Am 05.02.2018 um 18:08 schrieb Ted Gould:
On 02/04/2018 12:16 PM, Maren Hachmann wrote:
Then we would need to do the same for all the other extensions that use numpy, too. There are lots of those.
Generally with Deb's you want to try to not have a ton of small packages. The small packages make the indexes larger, which is what everyone has to download every night. It is one of the reasons you could never scale a Debian archive to something like the millions of applications in the Play or App store.
One package for all the Python extensions, Ruby, etc. might make more sense. That work would have to be done in Debian, and then sync'd in to Ubuntu. It is pretty late to make the LTS at this point. (and packaging changes like that are rarely approved for backport) You'd really be targetting the 20.04 LTS for most users at this point.
- That 'one package for all (that depend on numpy)' was what I meant, (but didn't want, tbh.). Thank you for all those explanations!
I know there has been talk about separating extensions out into their own packages - but I got the impression that's more or less a long term solution, for which we lack volunteers... and not a solution that will help with 0.92.3, or probably even 0.93.
(or would anyone be interested in separating extensions out?)
This is my goal long term for the snap. The problem is that the snap format doesn't have everything we need to do this today. I've been requesting the features we need.
- There was talk about having them in a separate git repository, comparable to ... atom editor plugins, or pelican website generator plugins, for example, and having them managed by a different set of developers. That was what I meant here. Sorry, I've been a bit vague.
For me, there are two reasons to do this. One so that we can make snap not have to include everything for every extension. The second is so that extension developers can upload and manage their own extensions. And, if they choose, charge money for them.
- They already can do that now, I think? At least I've seen separate deb packages for extensions. I suspect it's not currently possible with snap to save stuff in the directories of another snap (i.e. move the extensions into Inkscape's extensions directory), is that what you mean?
Would a short term fix via error message be okay, until something like that happens?
The extensions have a dependency checking mechanism already, where in it can look for binaries. That could probably be extended to look for Python modules as well. I'm not sure how one writes C code to look for a Python module, but I think that's probably the long term answer. Then we can hide those that won't work like we do for when binaries are missing.

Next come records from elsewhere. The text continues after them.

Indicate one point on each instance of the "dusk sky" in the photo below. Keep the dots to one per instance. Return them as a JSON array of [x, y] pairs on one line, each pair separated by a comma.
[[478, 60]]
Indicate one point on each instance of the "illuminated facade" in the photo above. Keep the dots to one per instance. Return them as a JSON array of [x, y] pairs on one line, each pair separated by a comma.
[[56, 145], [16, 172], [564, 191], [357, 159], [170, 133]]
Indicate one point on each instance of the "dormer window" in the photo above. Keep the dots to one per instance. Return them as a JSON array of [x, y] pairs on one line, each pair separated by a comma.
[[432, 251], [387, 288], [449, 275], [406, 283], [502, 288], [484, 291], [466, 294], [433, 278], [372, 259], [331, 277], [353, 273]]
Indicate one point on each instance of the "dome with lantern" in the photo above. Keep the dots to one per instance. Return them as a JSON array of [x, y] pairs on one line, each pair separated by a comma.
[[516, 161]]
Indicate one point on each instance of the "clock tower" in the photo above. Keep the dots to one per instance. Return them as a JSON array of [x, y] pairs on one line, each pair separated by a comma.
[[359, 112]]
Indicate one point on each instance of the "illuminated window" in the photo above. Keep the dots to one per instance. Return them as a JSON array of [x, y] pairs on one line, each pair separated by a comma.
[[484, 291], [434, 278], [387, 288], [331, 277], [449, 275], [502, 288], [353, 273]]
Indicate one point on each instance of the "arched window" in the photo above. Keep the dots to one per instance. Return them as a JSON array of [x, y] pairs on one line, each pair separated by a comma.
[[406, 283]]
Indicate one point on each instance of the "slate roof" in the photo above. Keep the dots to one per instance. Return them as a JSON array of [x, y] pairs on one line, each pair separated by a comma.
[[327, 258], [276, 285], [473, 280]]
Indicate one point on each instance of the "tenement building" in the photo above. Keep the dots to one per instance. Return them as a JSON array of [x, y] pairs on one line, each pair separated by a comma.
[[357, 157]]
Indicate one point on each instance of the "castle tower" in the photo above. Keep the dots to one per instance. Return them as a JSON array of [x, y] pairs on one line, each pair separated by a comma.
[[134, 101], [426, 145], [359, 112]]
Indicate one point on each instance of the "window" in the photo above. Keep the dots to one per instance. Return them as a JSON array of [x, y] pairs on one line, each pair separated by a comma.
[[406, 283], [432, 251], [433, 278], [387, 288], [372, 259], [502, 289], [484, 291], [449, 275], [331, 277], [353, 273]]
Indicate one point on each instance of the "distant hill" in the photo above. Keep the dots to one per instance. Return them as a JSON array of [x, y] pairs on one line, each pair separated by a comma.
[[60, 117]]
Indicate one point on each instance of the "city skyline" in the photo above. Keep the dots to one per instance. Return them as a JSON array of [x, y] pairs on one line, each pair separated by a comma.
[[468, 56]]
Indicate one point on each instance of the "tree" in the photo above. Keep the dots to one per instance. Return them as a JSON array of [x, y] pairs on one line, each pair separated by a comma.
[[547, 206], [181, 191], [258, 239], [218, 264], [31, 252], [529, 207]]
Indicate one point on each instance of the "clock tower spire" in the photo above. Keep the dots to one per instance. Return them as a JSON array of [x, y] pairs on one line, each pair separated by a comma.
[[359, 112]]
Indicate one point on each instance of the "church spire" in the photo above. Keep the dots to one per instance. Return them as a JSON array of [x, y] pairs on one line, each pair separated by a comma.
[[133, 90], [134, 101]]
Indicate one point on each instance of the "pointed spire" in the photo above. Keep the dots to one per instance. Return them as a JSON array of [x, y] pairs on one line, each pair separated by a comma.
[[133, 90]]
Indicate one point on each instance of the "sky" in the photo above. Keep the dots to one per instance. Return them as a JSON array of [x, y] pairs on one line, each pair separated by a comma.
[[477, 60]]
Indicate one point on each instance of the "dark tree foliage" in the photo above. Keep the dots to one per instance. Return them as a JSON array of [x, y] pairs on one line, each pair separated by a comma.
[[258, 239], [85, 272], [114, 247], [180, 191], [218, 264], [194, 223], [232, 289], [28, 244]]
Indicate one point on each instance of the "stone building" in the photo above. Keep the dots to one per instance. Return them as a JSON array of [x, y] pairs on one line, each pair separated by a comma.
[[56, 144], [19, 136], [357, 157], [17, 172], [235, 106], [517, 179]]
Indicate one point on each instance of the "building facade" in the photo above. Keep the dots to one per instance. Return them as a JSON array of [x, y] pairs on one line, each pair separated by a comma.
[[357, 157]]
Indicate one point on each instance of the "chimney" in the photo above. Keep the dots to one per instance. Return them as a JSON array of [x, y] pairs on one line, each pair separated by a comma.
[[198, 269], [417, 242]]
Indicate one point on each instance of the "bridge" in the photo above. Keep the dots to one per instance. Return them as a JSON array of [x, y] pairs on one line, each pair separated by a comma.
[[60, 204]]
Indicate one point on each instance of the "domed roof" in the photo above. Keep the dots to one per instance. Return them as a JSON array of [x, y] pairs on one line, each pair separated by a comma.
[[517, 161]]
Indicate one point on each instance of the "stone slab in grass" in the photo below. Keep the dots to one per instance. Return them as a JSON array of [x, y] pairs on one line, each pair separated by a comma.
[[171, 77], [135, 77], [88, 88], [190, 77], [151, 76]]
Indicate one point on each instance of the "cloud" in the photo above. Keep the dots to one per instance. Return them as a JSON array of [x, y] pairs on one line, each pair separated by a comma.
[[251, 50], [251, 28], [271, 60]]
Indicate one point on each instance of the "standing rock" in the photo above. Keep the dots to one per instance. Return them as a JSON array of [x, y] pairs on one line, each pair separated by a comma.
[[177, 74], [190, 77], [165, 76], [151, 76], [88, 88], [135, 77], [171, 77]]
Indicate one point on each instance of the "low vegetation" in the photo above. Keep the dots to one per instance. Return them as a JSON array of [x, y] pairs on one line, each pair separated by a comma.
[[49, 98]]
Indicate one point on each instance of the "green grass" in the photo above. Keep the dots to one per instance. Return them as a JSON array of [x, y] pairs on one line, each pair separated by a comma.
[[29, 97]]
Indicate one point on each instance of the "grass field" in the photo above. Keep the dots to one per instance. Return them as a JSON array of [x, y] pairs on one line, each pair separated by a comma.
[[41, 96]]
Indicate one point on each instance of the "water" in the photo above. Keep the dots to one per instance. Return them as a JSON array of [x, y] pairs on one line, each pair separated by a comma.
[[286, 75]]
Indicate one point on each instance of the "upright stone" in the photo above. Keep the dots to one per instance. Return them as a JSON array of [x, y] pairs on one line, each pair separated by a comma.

- I find that hiding already is problematic, it's not helping people find the things they need. I often see people wonder why they don't have extension xyz, which they have seen in some video.
It would make more sense if there were an automatic message at the very first start of Inkscape, or some 'module' overview, as there is for other programs. There it tells you 'If you want optional functionality x to work, you need to have abc. Get abc ->'.
People will look for hidden gcodetools on the web (although they already have a compatible version), and go and install them from somewhere else, and wonder why they still don't work. They do *not* usually look into the extension-errors.log. Most don't even know where their preferences file is, or where to put new extensions, let alone are able to dig into error logs to find out what is going wrong. (Those who *do* look in there are usually worried that important things are missing, because they don't really understand it).
Hiding is fine (for me) if a user *knows* that it's hidden, and is okay with it, because he/she doesn't need it. Hiding without informing people about what's happening is not nice, in my opinion.
Please don't hide the gcodetools :-( - I'd like to just add the error message (no new strings, promise!)
I wouldn't mind making extensions optional (even though I find that many of them supply something that could be considered core functionality), or what I'd like even better would be to have some functionality inside Inkscape that lets you choose which ones you want to install, and to have a kind of 'shop' for them. But currently I'm a bit worried about the security implications that would have, and about the amount of maintenance work that it would require. It's more of a dream, I guess, but one that came up in various discussions.